En dat is juist een belangrijk motief van de politiek. Onder meer de gezondheid van jongeren, en dan met name van (potentiele) probleemjongeren, speelt een belangrijke rol. Alle experts uit blok 2 vinden echter dat deze wet daar niets aan bijdraagt. “Coffeeshops dragen juist bij aan de bescherming van de volksgezondheid. Wij zijn een bondgenoot, niet de vijand”, aldus Bruin in haar betoog.
Wouter van Egmond van Xpresso en Marije Wouters van de UvA verwoordden een angst die velen hebben, namelijk de illegale markt. “De kwetsbare groep die beschermd zou moeten worden, stapt over op de illegale markt waar helemaal geen controle is”, zei Wouters.
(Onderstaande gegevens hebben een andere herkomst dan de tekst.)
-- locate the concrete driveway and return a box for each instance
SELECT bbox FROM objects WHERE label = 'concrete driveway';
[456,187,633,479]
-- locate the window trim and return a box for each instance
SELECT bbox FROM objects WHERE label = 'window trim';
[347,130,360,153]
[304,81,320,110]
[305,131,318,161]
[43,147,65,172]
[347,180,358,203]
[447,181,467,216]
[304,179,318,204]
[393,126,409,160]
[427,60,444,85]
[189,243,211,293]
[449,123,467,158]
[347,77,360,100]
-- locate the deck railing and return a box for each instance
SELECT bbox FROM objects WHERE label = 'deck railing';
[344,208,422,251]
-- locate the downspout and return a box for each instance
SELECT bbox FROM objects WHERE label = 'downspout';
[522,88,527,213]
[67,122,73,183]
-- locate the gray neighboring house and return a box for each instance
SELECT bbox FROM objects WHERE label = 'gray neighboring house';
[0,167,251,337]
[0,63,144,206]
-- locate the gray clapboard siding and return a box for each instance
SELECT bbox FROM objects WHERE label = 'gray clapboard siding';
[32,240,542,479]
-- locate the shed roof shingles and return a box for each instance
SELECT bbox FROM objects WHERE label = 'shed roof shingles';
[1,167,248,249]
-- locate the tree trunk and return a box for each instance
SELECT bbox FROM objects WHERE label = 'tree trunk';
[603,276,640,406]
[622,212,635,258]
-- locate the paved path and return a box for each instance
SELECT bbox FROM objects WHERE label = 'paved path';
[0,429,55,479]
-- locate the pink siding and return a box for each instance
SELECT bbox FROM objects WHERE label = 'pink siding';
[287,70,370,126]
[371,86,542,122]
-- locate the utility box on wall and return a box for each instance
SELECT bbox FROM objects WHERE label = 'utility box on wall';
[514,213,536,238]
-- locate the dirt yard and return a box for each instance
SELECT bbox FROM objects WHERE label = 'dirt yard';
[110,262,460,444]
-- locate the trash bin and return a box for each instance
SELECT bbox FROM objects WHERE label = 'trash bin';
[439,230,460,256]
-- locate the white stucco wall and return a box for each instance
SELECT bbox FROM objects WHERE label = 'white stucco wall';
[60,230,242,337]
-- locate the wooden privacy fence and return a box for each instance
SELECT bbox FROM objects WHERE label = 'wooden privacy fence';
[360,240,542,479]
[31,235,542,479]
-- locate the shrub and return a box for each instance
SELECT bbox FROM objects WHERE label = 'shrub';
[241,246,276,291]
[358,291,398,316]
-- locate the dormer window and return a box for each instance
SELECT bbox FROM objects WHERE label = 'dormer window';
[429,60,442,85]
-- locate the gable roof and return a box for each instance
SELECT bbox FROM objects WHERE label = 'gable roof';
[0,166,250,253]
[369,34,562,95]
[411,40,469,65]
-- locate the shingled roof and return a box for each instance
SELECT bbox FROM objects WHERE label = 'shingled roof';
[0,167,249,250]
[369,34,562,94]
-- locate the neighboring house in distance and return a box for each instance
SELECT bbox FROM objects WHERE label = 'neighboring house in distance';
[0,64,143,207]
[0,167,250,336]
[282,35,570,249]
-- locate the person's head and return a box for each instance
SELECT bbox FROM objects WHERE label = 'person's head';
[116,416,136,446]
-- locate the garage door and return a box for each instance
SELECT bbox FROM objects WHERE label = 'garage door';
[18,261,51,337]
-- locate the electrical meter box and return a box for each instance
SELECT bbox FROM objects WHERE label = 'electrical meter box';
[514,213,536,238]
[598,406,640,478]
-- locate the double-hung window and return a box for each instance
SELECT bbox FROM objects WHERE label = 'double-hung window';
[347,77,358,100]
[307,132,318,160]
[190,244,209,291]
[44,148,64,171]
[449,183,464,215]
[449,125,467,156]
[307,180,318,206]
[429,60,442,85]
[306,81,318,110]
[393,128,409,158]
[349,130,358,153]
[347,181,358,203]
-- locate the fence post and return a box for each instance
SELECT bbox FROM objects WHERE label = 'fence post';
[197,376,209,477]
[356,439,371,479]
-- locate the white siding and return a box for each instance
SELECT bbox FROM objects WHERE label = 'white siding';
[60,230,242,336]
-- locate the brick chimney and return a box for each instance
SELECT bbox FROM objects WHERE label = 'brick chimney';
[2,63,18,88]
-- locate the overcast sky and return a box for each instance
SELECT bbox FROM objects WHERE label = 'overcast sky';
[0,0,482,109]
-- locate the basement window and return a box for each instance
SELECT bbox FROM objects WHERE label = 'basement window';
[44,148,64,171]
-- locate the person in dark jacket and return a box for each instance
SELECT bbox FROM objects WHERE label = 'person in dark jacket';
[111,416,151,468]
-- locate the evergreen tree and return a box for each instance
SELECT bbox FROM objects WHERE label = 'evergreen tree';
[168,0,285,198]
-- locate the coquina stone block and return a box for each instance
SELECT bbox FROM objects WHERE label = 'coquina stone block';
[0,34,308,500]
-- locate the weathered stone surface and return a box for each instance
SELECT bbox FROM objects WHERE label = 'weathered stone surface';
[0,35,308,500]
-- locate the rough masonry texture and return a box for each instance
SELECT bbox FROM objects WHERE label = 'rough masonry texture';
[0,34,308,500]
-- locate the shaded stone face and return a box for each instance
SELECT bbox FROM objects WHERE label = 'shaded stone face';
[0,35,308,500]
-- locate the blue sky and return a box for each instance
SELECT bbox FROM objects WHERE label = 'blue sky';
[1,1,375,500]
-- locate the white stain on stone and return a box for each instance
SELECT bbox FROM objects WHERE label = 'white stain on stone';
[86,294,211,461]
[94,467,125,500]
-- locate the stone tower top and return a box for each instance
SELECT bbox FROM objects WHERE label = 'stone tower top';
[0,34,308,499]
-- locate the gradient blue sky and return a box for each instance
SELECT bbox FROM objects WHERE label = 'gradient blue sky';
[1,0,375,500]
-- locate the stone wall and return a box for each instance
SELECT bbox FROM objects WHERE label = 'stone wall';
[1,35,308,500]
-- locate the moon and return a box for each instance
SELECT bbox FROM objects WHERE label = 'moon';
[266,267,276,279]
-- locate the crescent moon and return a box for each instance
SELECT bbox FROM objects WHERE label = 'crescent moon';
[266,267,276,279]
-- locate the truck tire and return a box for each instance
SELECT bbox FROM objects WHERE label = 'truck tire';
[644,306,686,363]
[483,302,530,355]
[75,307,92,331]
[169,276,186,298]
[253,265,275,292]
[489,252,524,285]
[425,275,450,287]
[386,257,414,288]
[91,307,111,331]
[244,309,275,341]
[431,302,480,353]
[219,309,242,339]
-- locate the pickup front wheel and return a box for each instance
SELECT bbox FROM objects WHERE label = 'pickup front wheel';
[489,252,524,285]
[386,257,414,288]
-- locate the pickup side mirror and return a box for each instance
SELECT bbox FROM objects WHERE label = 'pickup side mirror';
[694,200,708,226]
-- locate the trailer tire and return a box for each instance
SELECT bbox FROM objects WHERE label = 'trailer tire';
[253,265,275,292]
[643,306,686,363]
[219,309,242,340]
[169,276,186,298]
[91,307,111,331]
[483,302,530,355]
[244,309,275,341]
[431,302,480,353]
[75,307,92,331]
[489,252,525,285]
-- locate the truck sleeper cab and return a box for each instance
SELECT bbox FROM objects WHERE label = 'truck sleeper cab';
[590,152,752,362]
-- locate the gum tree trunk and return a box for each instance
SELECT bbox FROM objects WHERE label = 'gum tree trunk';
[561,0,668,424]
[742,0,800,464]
Iets dat wordt bevestigd door een onderzoek dat het Team Haarlemse Coffeeshopondernemers recent heeft gehouden onder de bezoekers van 16 Haarlemse coffeeshops.
Tussen de vele verschillende tegenargumenten van alle deelnemers, merkte Bruin tevens op dat de coffeeshops de cannabis ook niet kunnen meten omdat zij geen meetapparatuur mogen bezitten. Tevens is direct contact met de toeleverancier lastig en bovendien niet wenselijk omdat de coffeeshophouder dan kan worden aangemerkt als onderdeel van een criminele organisatie. Het is voor coffeeshopondernemers dus vrijwel onmogelijk om een product in te kopen dat voldoet aan de norm. “Het is belachelijk dat de achterdeur is verboden, maar er wel een wet komt die zich bemoeit met de kwaliteit”, aldus Myranda Bruin.
Aan het einde van blok 2 was de conclusie dat alle experts het plan afkeuren. Het lost niets op voor de volksgezondheid, creëert juist nieuwe problemen en het is niet controleerbaar.
Blok 3: juridisch en handhaving
In het laatste blok zat plaatsvervangend hoofdofficier van het Openbaar Ministerie Chris van Dam tezamen met Sidney Smeets van Spong Advocaten, Maurice Veldman van VVS Advocaten, burgemeester van Heerlen Paul Depla en Max Daniel van de nationale politie.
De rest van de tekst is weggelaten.